I didn't know why I was looking up Quileute legends. It was as if I needed to, to understand why my boyfriend ran into the forest for some unknown reason, or had a temperature that would usually kill a normal person - overheating them and boiling there internal organs, or that he healed unbelievably and unimaginably fast.
I couldn't understand it.
Nor could I understand the strangeness, or the confusion of the situation I was in.
Or my obsession with trying to find out what Jacob was.
I don't know when it started, the obsession, I mean - I've never had obsessions before. Sure, things intrigue me - yet this, this was unlike anything.
I knew something wasn't right about the men that inhabited La Push, Washington.
Although, I guess I couldn't exactly trust my intuition - I used to have a feeling giants controlled the world, and tat we were just they're doll house.
Yeah.
I know.
I'm slightly freakish.
Tap.
Tap.
Tap.
"Oh, for fuckity fuck fuck sake!"
It was coming from outside.
I knew that much.
Grabbing Jacobs oversized shirt that I had readily made my new sleeping attire, I narrowed my eyes - opening my door as I grabbed my socks - pushing them onto my cold feet. Trudging down the stairs, I grabbed a torch from above the fridge and grabbing my boots - slipping into them as I went out the back door.
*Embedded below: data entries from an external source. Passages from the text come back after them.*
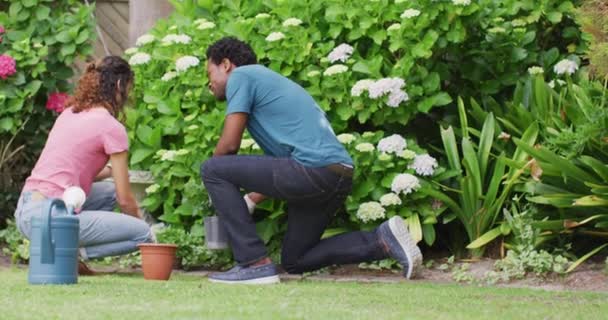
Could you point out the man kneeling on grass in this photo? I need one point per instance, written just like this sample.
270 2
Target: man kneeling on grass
305 165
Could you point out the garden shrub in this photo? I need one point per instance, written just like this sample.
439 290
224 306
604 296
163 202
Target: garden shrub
372 66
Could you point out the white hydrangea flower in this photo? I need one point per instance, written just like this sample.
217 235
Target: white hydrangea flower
313 73
275 36
410 13
139 58
144 39
405 183
367 134
292 22
406 154
395 98
392 144
535 70
394 26
168 155
364 147
370 211
390 199
206 25
340 53
335 69
152 188
565 66
131 51
168 76
424 165
384 157
360 86
182 152
247 143
559 82
183 63
176 38
346 138
384 86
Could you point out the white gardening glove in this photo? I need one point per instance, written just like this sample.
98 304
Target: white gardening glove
250 204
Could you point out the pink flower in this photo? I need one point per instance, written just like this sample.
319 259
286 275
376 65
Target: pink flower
7 66
56 101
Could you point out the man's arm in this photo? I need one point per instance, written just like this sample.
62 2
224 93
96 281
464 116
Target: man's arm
105 173
230 141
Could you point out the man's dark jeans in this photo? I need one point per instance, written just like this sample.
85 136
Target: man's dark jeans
313 196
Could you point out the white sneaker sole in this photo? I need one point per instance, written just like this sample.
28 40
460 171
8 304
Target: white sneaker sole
414 256
265 280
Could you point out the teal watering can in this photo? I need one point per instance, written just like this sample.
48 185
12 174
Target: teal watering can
54 245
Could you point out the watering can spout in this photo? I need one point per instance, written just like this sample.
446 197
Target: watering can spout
54 242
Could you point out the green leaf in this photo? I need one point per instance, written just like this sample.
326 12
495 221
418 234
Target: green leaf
32 87
471 165
64 37
450 147
485 144
428 233
485 238
363 189
415 227
15 8
82 36
361 67
42 12
141 154
518 54
555 17
599 167
266 229
6 124
29 3
585 257
495 182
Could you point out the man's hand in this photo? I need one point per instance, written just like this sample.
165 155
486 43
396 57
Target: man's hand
250 204
252 199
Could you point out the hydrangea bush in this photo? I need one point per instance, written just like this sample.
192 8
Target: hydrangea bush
389 171
372 66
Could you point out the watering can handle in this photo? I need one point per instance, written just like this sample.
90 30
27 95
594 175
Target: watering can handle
47 254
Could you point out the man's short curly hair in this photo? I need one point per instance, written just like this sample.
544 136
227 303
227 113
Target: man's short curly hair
238 52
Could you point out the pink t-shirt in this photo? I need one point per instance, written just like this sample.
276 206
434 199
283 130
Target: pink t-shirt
78 147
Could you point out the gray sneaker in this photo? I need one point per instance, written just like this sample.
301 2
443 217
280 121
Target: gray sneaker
401 247
265 274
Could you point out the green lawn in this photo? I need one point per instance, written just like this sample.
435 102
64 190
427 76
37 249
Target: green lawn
190 297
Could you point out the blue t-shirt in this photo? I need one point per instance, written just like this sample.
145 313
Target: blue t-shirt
284 119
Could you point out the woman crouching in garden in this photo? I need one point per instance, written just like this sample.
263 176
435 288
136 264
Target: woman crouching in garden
83 138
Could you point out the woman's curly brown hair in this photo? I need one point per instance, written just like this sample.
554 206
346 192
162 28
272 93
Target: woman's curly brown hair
100 85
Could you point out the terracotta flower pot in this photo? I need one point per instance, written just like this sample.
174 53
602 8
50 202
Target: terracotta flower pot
157 260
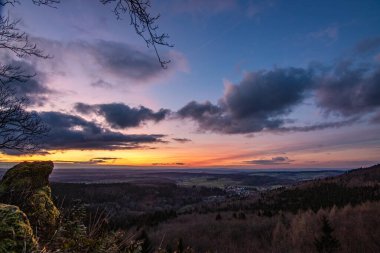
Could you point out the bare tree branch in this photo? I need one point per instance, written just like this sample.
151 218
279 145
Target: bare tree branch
19 129
12 39
143 22
37 2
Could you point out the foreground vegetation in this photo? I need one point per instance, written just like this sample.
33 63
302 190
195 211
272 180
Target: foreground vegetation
338 214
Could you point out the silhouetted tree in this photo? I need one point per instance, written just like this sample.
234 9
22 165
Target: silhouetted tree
326 243
144 23
242 216
180 246
146 246
19 129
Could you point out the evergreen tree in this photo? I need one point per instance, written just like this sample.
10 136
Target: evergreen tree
327 243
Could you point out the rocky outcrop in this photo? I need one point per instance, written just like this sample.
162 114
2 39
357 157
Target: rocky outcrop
16 234
27 186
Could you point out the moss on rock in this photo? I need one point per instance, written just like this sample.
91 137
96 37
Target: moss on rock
16 234
27 186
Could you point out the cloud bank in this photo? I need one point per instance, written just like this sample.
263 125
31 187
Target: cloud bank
120 116
263 100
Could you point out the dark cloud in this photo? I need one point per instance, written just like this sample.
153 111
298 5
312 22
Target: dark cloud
169 164
122 59
121 116
32 86
97 160
320 126
266 94
367 45
274 161
100 83
258 102
73 132
350 91
347 90
181 140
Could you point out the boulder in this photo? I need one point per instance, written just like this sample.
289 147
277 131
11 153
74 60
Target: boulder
16 234
27 186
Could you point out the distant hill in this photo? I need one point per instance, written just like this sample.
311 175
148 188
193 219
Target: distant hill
353 187
359 177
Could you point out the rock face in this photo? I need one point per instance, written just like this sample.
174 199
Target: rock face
16 234
27 186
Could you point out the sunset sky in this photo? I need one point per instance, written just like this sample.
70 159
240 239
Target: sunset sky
251 84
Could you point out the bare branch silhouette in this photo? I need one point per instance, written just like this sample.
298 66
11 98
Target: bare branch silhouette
143 22
19 129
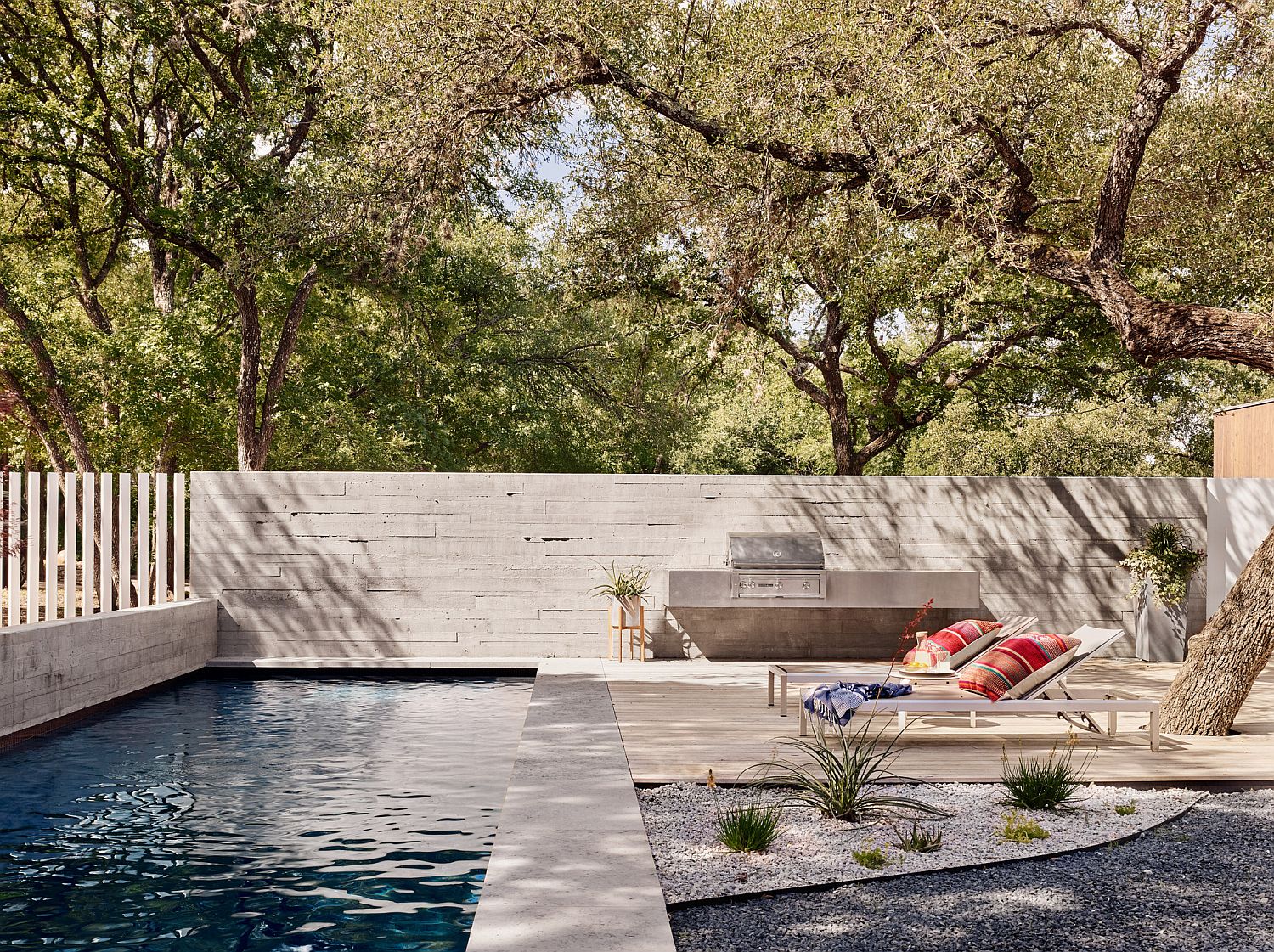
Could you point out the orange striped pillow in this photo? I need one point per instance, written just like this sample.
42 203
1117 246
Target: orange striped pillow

This fucking mouse was going to be slaughtered by my wrath.
Looking up at my window, I sighed as I saw a tree branch that had blown off one of the trees - stuck in the window next to my bedroom, slamming against the side of the house.
That's what I could here?
Really?
I came out here for nothing.
And I'm freezing.
The universe really does hate me.
And then I heard something.
I turned, my eye's narrowing into the darkness that surrounded me and I looked at the dark, illusive forest that I had yet and never wanted to venture into.
And then I saw it.
I heard a small scream escape my mouth as I saw it - something that only special effects on a movie could conjure up. "This isn't real." I whispered as rain hit my face, soaking me.
It was huge.
And it was a wolf.
A huge wolf.
Maybe it got into the Jacobs steroids.
It was the size of a horse - a horse! How could a wolf, a mutt, be the size of a dog! It wasn't, no, It just couldn't - this wasn't natural; this wolf wasn't natural.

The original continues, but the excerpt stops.